見渡す限り広がる草原、そして雲一つ無い晴天の下、俺は立っていた。そよ風が優しく頬を撫でる。
なぜかはわからない。気がついたら立っていたのだ。


『お兄ちゃん!』

『…!』


後ろから声が聞こえた。俺のことをこう呼ぶのは一人だけだ。


『智乃…』

『えヘヘっ』


智乃の無邪気に笑う姿はまだまだ幼い。しかし、それよりも気になることがある。


『なぁ智乃、ここはどこだ?』

『さぁどこでしょう?』


質問したのに、し返されてしまう。

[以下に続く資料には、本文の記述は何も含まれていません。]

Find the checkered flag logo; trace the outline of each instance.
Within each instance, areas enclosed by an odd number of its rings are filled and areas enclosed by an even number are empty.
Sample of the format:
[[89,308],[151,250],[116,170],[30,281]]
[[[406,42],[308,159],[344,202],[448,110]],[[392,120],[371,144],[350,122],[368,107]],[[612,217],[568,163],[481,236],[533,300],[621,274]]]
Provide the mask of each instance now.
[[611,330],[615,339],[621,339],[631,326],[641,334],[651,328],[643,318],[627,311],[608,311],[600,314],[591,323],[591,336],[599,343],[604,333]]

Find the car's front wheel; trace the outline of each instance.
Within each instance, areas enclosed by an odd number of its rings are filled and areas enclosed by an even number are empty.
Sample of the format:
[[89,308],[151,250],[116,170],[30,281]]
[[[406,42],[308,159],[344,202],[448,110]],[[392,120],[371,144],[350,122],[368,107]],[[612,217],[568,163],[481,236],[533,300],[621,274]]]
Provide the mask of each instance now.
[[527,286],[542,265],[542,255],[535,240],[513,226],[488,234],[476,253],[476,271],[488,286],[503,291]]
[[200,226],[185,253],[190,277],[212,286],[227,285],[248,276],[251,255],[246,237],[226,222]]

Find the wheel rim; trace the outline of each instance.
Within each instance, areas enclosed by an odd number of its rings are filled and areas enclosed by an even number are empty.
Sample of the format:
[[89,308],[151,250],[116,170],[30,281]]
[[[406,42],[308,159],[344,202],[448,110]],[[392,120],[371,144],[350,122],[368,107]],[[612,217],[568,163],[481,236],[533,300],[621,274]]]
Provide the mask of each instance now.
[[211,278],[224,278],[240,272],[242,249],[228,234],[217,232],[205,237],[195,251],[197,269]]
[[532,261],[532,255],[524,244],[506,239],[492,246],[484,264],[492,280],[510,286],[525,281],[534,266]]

だが知っているような口調だから、少し問い詰めてみよう。


『もったいぶらずに教えてくれよ?』

『そうだなぁ・・・私を鬼ごっこで捕まえたら、教えてあげるよ』


何でそうなるんだろう。
けど仕方ない。訳のわからないまま、俺はその鬼ごっこに興じることにした。


『それじゃあ逃げるよ。鬼さん、捕まえてね』

『おう』


小学生の妹に負けるほど、足は遅くないつもりだ。すぐに捕まえて、ここがどこか教えてもらおう。



『…え?』



さぁ走りだそうとしたその時、俺の視界には奇妙な光景が映った。なんと智乃が数十人、数百人という規模で草原中に居るのだ。これではどれを捕まえればいいのかわからない。

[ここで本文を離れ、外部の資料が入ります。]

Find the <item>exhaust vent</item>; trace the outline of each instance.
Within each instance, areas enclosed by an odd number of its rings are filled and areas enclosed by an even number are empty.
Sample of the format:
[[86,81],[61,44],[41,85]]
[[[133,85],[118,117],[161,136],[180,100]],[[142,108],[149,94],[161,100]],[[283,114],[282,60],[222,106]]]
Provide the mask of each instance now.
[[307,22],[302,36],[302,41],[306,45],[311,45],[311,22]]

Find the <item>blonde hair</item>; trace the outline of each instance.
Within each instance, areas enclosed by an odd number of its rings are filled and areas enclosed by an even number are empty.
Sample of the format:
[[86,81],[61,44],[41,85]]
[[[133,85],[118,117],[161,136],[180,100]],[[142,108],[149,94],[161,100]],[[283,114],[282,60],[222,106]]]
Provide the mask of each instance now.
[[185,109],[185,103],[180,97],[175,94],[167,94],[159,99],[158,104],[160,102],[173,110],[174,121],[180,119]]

いや待て、それよりもまずなぜ智乃がこんなにも居るのだ? それこそおかしいだろう。
俺は夢か幻でも見ているのだろうか?


『『『鬼さんこちら、手の鳴る方へ』』』


智乃の声が何重にも重なって聴こえてくる。この事態に、さすがに俺は恐怖を感じた。


『お兄ちゃん』『お兄ちゃん』『お兄ちゃん』・・・・。


俺は耳を塞いだ。が、それでも聴こえてくる。


『お兄ちゃん』『お兄ちゃん』『お兄ちゃん』・・・・。


待て、やめてくれ。これは俺の知ってる智乃じゃない。智乃の姿をした"何か"だ。


『や、やめてくれ…』


こうなると、もはや鬼ごっこどころではない。俺は怯えきって、追いかけるどころか動くこともできなかった。


『やめろ!』


俺は必死に叫んだ。だがその声は彼女たちの幾重もの声にかき消されていく。


『お兄ちゃん』

『う、うぁ、うぁぁぁぁ!!』


もう我慢の限界だった。妹に向かって兄は発狂した。


『お兄ちゃん』

『う、あぅ…』


智乃が名前を読んでくる。俺はうめくことしかできない。


『お兄ちゃん』

『ごめんなさい…』


もう俺は必死に謝っていた。こんなのもう悪夢としか言いようがない。夢なら早く醒めてくれ。智乃を返してくれ・・・!